Setting boundaries isn’t a bad thing if something positive comes out of it. You may think that friendships doesn’t require the same amount of effort you put into your relationships, but the truth is that no relationship sustains itself. And certain boundary helps you keep your bond healthy and intact.
Boundaries can be helpful for others to know how to best connect and interact with you. Especially in friendships where we share so much of ourselves and expect help from one another; however, though sometimes it’s doable, other times, it’s not. Hence, that’s where boundaries come into play – to avoid the feeling of being taken for granted. Wondering what type of boundaries you should have in friendship? Just scroll down:
How do you value each other’s time?
Often, we have far greater respect for business meetings with colleagues than we do for catch-ups with our buddies. But their time is valuable, too. Understand and value it as much as you value other things in life.
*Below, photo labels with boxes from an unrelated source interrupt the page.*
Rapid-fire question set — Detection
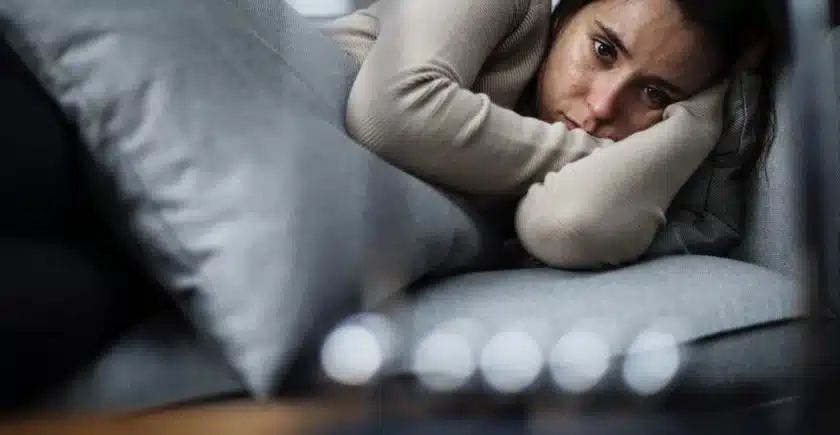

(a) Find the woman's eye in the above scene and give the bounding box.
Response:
[595,39,618,63]
[644,86,671,109]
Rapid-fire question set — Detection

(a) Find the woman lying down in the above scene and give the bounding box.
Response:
[327,0,774,268]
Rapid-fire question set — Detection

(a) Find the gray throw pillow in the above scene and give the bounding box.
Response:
[0,0,496,397]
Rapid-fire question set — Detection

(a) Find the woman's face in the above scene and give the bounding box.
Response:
[538,0,720,140]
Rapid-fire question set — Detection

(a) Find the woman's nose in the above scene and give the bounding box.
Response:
[586,76,624,124]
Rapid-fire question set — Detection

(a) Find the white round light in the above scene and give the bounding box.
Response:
[479,331,543,394]
[413,331,475,392]
[549,330,610,394]
[622,330,681,396]
[321,324,384,386]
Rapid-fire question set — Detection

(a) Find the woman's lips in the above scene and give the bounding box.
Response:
[560,113,581,130]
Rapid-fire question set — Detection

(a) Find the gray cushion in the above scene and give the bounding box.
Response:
[733,79,804,279]
[0,0,492,396]
[393,256,805,392]
[38,314,244,412]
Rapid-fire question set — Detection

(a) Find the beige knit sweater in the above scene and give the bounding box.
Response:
[326,0,724,268]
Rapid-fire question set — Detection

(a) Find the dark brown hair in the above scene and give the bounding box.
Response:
[549,0,788,177]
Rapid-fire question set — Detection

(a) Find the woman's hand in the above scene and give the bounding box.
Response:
[516,84,727,268]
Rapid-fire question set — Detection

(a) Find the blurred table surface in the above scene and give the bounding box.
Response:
[0,402,363,435]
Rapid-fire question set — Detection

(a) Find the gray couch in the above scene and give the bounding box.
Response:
[29,61,805,416]
[13,0,805,410]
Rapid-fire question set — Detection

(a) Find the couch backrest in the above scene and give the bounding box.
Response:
[734,78,803,278]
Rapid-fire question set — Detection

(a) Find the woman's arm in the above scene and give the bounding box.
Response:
[347,0,610,194]
[516,85,726,268]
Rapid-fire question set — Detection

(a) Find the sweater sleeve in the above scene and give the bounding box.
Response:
[347,0,610,195]
[516,85,726,268]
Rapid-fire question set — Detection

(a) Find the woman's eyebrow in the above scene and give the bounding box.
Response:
[595,20,687,96]
[595,20,633,59]
[641,76,688,97]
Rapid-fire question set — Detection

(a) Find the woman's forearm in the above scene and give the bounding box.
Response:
[516,86,725,268]
[345,0,609,195]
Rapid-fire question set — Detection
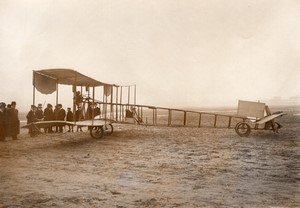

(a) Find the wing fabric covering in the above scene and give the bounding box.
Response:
[33,69,118,94]
[33,72,56,95]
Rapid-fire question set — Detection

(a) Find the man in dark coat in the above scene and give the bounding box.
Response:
[5,101,20,140]
[0,103,6,141]
[57,104,66,132]
[44,103,54,133]
[35,104,44,121]
[26,105,37,137]
[66,108,74,132]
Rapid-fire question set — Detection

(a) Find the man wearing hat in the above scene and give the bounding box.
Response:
[35,104,44,121]
[0,103,6,141]
[26,105,37,137]
[5,101,20,140]
[44,103,54,133]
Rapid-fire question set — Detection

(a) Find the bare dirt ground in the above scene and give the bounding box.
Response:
[0,108,300,208]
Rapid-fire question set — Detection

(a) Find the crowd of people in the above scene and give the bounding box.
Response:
[26,103,84,136]
[0,98,100,141]
[0,101,20,141]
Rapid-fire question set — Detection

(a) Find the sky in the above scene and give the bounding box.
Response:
[0,0,300,112]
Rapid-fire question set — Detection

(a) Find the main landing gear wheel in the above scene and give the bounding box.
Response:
[90,126,103,139]
[235,122,251,137]
[103,124,114,136]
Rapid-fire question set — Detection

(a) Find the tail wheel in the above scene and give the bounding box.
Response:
[90,126,103,139]
[103,124,114,136]
[235,122,251,137]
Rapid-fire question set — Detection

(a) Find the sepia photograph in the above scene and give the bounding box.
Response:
[0,0,300,208]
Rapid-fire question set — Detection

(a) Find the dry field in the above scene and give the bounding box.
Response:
[0,108,300,208]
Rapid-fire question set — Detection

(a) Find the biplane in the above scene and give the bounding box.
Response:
[23,69,285,138]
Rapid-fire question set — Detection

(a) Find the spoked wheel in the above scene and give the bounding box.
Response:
[235,122,251,137]
[90,126,103,139]
[103,124,114,136]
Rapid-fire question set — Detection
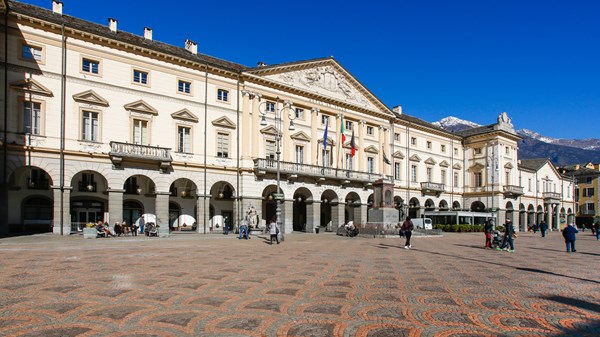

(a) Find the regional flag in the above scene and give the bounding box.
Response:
[340,115,346,146]
[350,129,356,157]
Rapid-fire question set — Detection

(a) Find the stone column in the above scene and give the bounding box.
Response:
[52,186,73,235]
[196,195,210,234]
[155,192,171,237]
[107,188,125,225]
[306,201,321,233]
[250,94,262,158]
[281,199,294,234]
[238,90,254,161]
[330,202,346,232]
[306,108,320,165]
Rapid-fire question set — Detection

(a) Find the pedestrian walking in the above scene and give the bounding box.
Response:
[483,219,494,249]
[496,219,516,253]
[402,216,415,249]
[139,215,146,234]
[563,223,577,253]
[540,220,548,238]
[269,218,279,244]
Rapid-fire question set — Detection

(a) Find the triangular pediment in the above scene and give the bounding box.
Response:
[425,157,437,165]
[246,58,394,117]
[365,145,379,154]
[469,163,485,172]
[123,99,158,115]
[10,78,54,97]
[260,125,277,136]
[211,117,235,129]
[290,131,310,142]
[392,151,404,159]
[73,90,108,106]
[171,109,198,123]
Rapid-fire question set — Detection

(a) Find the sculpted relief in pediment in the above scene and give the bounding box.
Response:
[275,66,375,108]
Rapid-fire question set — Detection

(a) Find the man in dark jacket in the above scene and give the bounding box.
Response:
[563,224,577,253]
[483,219,494,249]
[496,219,515,253]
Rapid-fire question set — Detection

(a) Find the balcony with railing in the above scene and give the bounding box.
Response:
[504,185,523,199]
[421,181,446,196]
[542,192,561,204]
[109,142,173,170]
[254,158,392,185]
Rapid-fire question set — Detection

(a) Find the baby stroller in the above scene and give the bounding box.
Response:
[492,230,502,248]
[238,223,250,239]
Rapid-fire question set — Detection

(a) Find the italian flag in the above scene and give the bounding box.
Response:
[340,115,346,146]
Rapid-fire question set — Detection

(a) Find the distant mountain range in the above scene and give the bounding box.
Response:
[432,116,600,166]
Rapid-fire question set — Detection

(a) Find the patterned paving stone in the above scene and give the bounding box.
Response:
[0,233,600,337]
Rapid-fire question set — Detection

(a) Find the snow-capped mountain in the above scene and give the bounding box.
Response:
[431,116,481,132]
[432,116,600,166]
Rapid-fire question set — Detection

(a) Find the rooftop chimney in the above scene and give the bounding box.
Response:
[185,39,198,55]
[144,27,152,40]
[108,18,117,33]
[52,0,62,15]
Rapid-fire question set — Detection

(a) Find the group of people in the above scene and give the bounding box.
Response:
[96,215,146,237]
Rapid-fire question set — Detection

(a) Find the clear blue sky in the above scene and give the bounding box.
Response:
[18,0,600,138]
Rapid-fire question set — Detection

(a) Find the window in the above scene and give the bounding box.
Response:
[296,145,304,164]
[21,44,42,61]
[475,172,483,187]
[217,132,229,158]
[217,89,229,101]
[177,80,192,94]
[23,102,42,135]
[81,58,100,74]
[177,126,192,153]
[265,140,275,160]
[346,153,353,170]
[81,111,98,142]
[133,119,149,145]
[133,69,148,84]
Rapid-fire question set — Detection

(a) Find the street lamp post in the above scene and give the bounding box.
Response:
[258,96,296,233]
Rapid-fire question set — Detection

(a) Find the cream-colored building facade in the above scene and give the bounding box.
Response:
[0,1,572,235]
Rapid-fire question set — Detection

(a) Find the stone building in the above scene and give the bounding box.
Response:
[0,0,572,235]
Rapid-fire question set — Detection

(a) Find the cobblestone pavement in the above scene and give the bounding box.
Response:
[0,232,600,337]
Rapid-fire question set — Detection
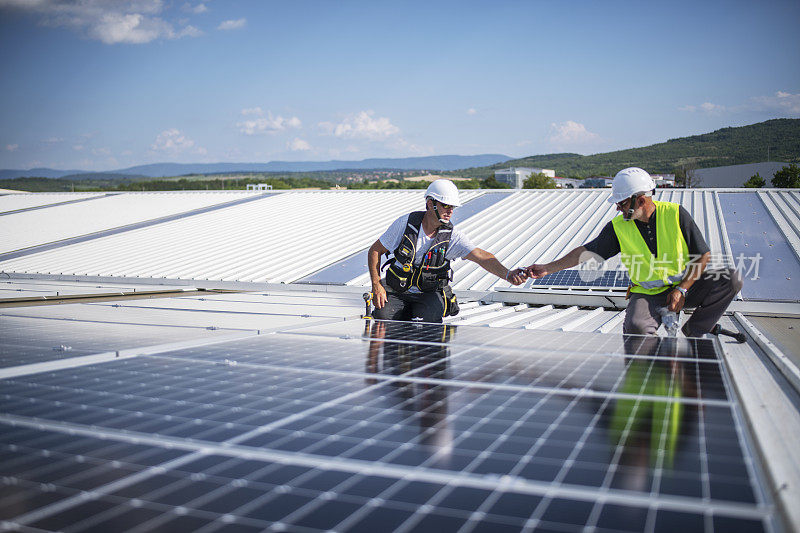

To what extent do you share your secrets with them?
You might have certain friends who know you in and out and others who don’t. While both these situations are perfectly fine. Just because they do not want to tell you something doesn’t make them any less of a friend and, as a friend, it is your job not to push them.
Not letting your emotional state rely on your friend’s emotional state.
To be able to empathize is a great quality but to get sucked in and to loose yourself in the process is a big NO-NO.
Giving each other ample space.
It’s essential to be aware of when to draw a line and as well as to be intentional about the mood you bring or take away when you’re with the people you care about.
To keep your own self-identity intact.
If you recognize that you are a people-pleaser, look within and see what the root cause is for your needing to please others at the expense of your own wants and desires.
It is inappropriate to tell them what they should do.
Although you might be their BFF’s but you still don’t get to call the shots in their lives. You could feel free to advice them on something you think they need help or guidance with, but don’t take control over their life and decisions. After all it is their life and they need to feel empowered to do it.
To respect your friend’s values and ask that they respect yours.
You may not share the same religion, ideas, or political views as your friend, and that’s OK. A healthy friendship allows two people to respectfully believe in very different things. It’s not your job to try and convince your friends to come over to your side, nor is it their job to convince you.
Givers need to set limits because takers never do.
While friendships do not need to be a 50/50 give-and-take every day, they should balance out over time, If you’re the one always giving, or feel emotionally drained after spending time with a friend, it’s worth looking at the friendship and determining how much value it is adding to your life.
To able to say ‘NO’
Friends need to be able to say ‘no’ to each other and respect the other’s boundary.